Here are the first three iterations of this algorithm for the numbers 1 – 50, in tabular form.

1 2 3 4=2^2 5 6 7 8 = 2^3 9 10
11 12 13 14 15 16=2^4 17 18 19 20
21 22 23 24 25 26 27 28 29 30
31 32=2^5 33 34 35 36 37 38 39 40
41 42 43 44 45 46 47 48 49 50

In the first iteration, above, the first prime (shown red) and four composites (not necessarily the first four – shown in blue) have been confirmed; all remaining numbers (black) are of undetermined status.

1 2 3 4=2^2 5 6=2 x 3 7 8 = 2^3 9 = 3^2 10
11 12 = 2^2 x 3 13 14 15 16=2^4 17 18 = 2 x 3^2 19 20
21 22 23 24 = 2^3 x 3 25 26 27 = 3^3 28 29 30
31 32=2^5 33 34 35 36 = 2^2 x 3^2 37 38 39 40
41 42 43 44 45 46 47 48 = 2^4 x 3 49 50

Iteration 2 has two confirmed primes, giving rise to a total of twelve composites within the range under consideration.

1 2 3 4=2^2 5 6=2 x 3 7 8 = 2^3 9 = 3^2 10 = 2 x 5
11 12 = 2^2 x 3 13 14 15 = 3 x 5 16=2^4 17 18 = 2 x 3^2 19 20 = 2^2 x 5
21 22 23 24 = 2^3 x 3 25 = 5^2 26 27 = 3^3 28 29 30 = 3 x 5
31 32=2^5 33 34 35 36 = 2^2 x 3^2 37 38 39 40 = 2^2 x 5
41 42 43 44 45 = 3^2 x 5 46 47 48 = 2^4 x 3 49 50 = 2 x 5^2

The third prime and eight more composites appear in iteration 3.

The advantages of the revised algorithm

Both the original and revised algorithms make clear what the next prime is, while the status of all other numbers in black await determination. Importantly for my purposes the new algorithm, unlike the sieve, at the point of identifying composites also generates an explicit prime factorisation for each. Note that this would not be the case if, at the fifth step, it allowed for multiplying all numbers by each newly confirmed prime: a worthwhile trade-off, I feel, for the loss of efficiency in relation to the bulk identification of composites the sieve provides (recall that all composites – and, consequently, primes – up to 50 had been identified by the fourth iteration of the sieve). The process of prime factorisation, somewhat paradoxically, emerges as a constructive rather than a destructive one. I want my learners to be able ultimately to determine whether a given number is prime and, if not, to decompose it into its prime factors. However, I feel a deeper understanding of these processes is added by this complementary approach. For me, it provides a beautiful illustration (although not, of course, a proof) of the fundamental theorem of arithmetic which tells us that every positive whole number can be expressed as a unique product of primes. This, in turn, provides us with the reason why 1 is not considered prime: introduce 1 into any prime factorisation and the uniqueness is gone. It also affords opportunities for students to generate their own questions and conjectures – for example:

  • What is the first composite that will be determined by the next iteration?
  • What does this tell us about the numbers before the next composite whose status (prime or composite) is not yet determined?
  • How many iterations are needed to be sure of finding all the primes below a given number?

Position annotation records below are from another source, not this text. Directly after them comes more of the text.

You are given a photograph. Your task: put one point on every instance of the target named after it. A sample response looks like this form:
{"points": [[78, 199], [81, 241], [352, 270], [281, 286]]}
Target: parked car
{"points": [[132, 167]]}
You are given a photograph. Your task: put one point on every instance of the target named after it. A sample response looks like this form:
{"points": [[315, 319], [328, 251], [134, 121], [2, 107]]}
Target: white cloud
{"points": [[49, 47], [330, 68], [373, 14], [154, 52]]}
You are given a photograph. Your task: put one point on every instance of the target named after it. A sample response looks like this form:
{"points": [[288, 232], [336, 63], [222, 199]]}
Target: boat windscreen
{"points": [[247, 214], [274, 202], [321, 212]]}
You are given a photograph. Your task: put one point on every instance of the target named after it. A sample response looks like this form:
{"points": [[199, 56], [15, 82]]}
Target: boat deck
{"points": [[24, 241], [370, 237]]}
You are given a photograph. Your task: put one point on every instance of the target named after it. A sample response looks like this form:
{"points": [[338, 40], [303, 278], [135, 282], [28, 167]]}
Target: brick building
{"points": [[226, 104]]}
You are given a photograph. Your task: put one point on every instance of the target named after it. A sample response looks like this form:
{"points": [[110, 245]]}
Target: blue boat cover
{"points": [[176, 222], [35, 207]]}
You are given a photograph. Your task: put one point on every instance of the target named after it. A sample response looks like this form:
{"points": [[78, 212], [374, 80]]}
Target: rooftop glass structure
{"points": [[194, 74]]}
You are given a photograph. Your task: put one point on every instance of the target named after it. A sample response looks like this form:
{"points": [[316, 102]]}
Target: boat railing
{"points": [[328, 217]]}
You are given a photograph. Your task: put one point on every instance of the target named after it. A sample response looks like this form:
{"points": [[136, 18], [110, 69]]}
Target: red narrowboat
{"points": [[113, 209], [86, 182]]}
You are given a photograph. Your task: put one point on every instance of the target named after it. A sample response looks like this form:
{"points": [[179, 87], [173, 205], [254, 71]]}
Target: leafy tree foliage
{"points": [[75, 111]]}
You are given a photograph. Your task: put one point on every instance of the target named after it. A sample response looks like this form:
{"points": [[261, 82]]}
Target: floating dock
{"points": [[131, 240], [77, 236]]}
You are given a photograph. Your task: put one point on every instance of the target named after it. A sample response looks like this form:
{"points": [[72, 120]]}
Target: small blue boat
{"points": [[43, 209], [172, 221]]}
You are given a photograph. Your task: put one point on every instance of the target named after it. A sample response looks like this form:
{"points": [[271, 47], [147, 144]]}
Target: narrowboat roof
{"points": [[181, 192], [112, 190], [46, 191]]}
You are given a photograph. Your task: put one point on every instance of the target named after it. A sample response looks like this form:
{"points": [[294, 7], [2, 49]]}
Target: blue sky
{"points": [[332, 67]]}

To conclude the discussion, I believe that by combining a slowed-down application of the sieve of Eratosthenes in conjunction with the revised algorithm offered above we can open doors to an abundance of mathematical ideas, including those underlying some of the greatest works in the history of the discipline such as Euclid’s proof of the infinitude of primes, the prime number theorem and the Riemann Hypothesis, to name but a few.

Gerry became a secondary school maths teacher in Scotland after a career change 12 years ago; he is currently working for Glasgow City Council. His ultimate ambition is for all of his learners to see their mathematics education as a gift rather than a duty.